Fue tierno, lleno de amor, de ternura y de pasión contenida.

—Vayámonos —me rogó el fuego de su mirada. Y yo conociendo las llamas de ese fuego, contesté —Creí que no lo dirías nunca —y ambos sonreímos con picardía a la vez.

Muy lejos de la fiesta, ya olvidada, en la intimidad de nuestra alcoba, libres de miradas y embriagados por el amor, la noche y el vino, desatamos nuestra pasión, abusando de las caricias y de los colmillos, susurrando palabras de amor, entregándonos en cuerpo y alma al placer de la carne y al instinto primitivo de nuestra propia existencia. Después de compartir el éxtasis culminante y feroz del orgasmo, me recosté a su lado, apoyando mi cabeza en su hombro, mirando y acariciando su torso desnudo, sintiendo aún la fiebre de nuestros cuerpos, mientras recobrábamos el aliento.
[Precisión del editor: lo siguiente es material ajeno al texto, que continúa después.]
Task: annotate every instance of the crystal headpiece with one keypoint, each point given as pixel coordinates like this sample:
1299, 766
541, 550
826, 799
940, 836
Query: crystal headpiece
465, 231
Quietos, escuchando el sonido de nuestra propia respiración mezclándose con los sonidos de la noche, cerré los ojos y le oí susurrar —¡Dios, como te amo! —haciendo que sonara como una confesión al mundo.
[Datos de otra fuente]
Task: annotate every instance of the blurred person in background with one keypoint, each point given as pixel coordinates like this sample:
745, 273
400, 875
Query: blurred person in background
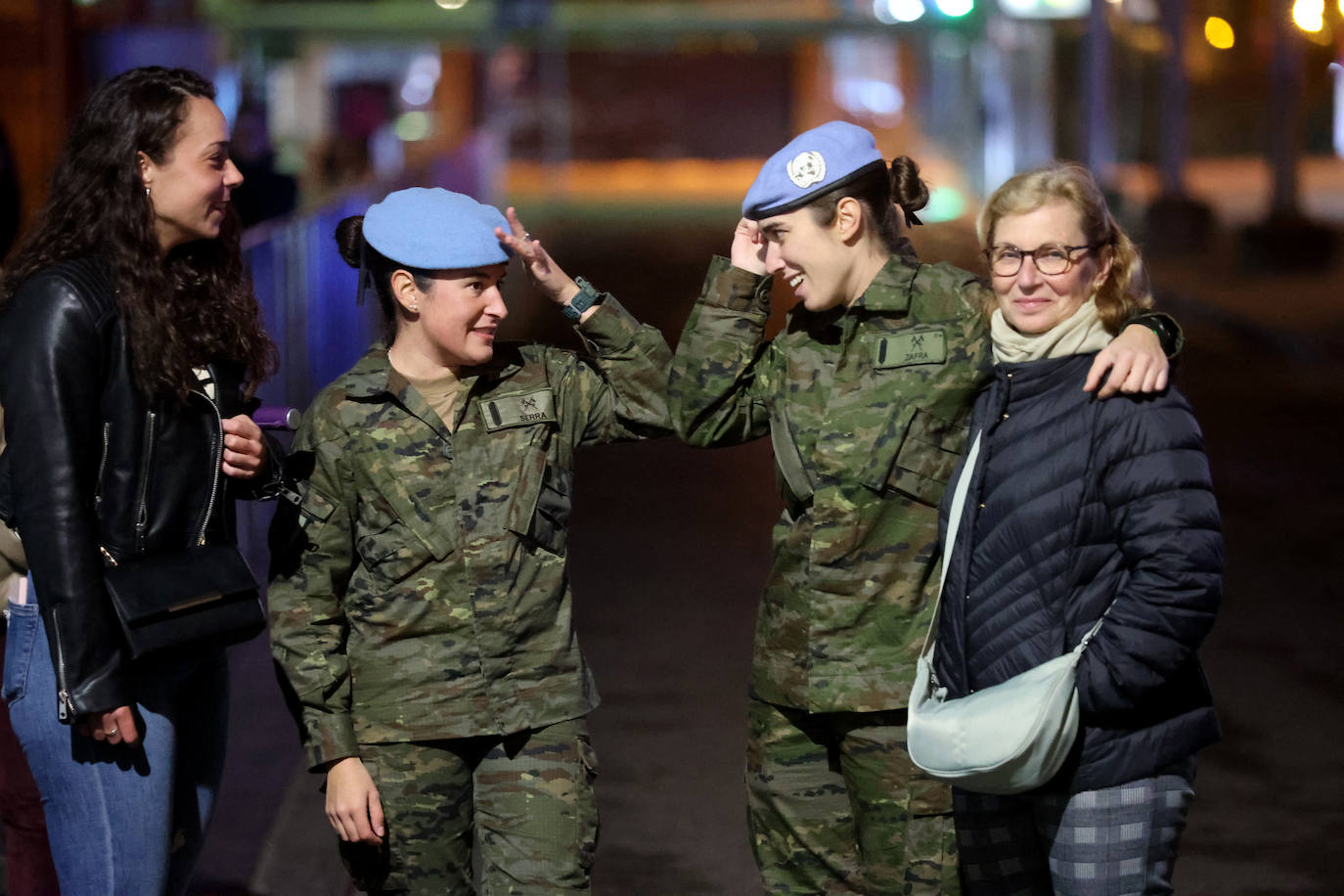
421, 608
866, 396
269, 194
129, 344
1078, 512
Antes de hablar, para decirle lo que yo también sentía, abrí los ojos con la intención de buscar su mirada y así contemplar su rostro; pero, lo que vi al abrirlos, no fue mi mano en su pecho, sino, la estantería de libros de mi habitación y algo me produjo temor… una inesperada alarma en mi corazón.
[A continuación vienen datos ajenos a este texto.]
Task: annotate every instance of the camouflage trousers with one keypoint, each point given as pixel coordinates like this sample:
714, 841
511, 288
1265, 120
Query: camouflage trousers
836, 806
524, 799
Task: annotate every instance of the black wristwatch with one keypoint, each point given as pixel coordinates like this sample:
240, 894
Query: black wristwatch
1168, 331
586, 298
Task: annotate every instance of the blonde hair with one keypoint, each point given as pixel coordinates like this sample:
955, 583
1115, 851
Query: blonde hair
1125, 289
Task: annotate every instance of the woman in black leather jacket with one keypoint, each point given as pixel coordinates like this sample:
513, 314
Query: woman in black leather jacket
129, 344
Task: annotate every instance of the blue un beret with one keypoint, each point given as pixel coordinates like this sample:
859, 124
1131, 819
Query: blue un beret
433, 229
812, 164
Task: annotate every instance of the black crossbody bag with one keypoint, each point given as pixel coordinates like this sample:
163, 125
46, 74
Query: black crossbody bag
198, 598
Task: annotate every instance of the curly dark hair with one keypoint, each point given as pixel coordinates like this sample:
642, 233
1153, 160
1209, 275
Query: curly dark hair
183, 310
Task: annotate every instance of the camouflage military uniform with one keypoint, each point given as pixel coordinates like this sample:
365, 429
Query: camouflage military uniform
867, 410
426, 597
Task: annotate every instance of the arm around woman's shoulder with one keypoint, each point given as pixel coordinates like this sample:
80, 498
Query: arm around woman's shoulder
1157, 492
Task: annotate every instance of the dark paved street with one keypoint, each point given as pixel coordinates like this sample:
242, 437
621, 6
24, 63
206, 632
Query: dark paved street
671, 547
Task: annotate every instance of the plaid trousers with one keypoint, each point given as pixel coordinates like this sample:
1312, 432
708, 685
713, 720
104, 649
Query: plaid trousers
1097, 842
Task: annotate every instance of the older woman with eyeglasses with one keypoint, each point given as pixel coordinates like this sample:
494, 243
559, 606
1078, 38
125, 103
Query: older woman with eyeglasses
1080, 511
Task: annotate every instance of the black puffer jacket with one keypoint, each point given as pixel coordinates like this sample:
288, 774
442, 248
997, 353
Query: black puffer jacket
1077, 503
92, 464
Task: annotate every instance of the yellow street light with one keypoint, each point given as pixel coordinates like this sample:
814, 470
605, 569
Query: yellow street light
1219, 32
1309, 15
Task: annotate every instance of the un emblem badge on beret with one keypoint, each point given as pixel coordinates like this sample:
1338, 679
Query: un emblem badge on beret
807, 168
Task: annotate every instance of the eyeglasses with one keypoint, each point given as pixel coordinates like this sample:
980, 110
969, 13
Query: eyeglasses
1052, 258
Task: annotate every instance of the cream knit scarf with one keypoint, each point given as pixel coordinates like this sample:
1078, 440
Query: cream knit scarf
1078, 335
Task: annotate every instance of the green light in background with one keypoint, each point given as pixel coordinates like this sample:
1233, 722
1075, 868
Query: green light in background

Un instante. Tan solo tuve un instante de duda y confusión antes de que la realidad me diera una bofetada y comprendiera que no había sido un sueño. Giré mi cabeza y mi cuerpo hasta quedarme tumbada boca arriba, mirando el techo de mi cuarto, sola. Me sentí embargada por una profunda tristeza, como si me hubieran arrancado parte de mi corazón y de mi alma.

Las lágrimas brotaron sin llamarlas, cálidas, sintiendo como se deslizaban desde el rabillo de mis ojos hasta mis oídos. Había conocido y sentido lo que jamás había vivido; la fuerza del verdadero amor, y además, correspondido. Comprendí entonces que anhelaría y buscaría, hasta encontrarlo, ese sentimiento de verdadero amor y felicidad, conocido hasta este momento; pero quizá ya no para el resto de mi vida. Pues el que tenía estaba a punto de perderlo. Esa noche, entre los besos, abrazos y las palabras, entendí que no era como otros días, como siempre. Algo muy importante había cambiado. Sus declaraciones de amor, no sonaban a pasión… como otras veces, como siempre. Se parecían más a un sollozo.

Grité en mi interior con fuerza —Laura, te odio.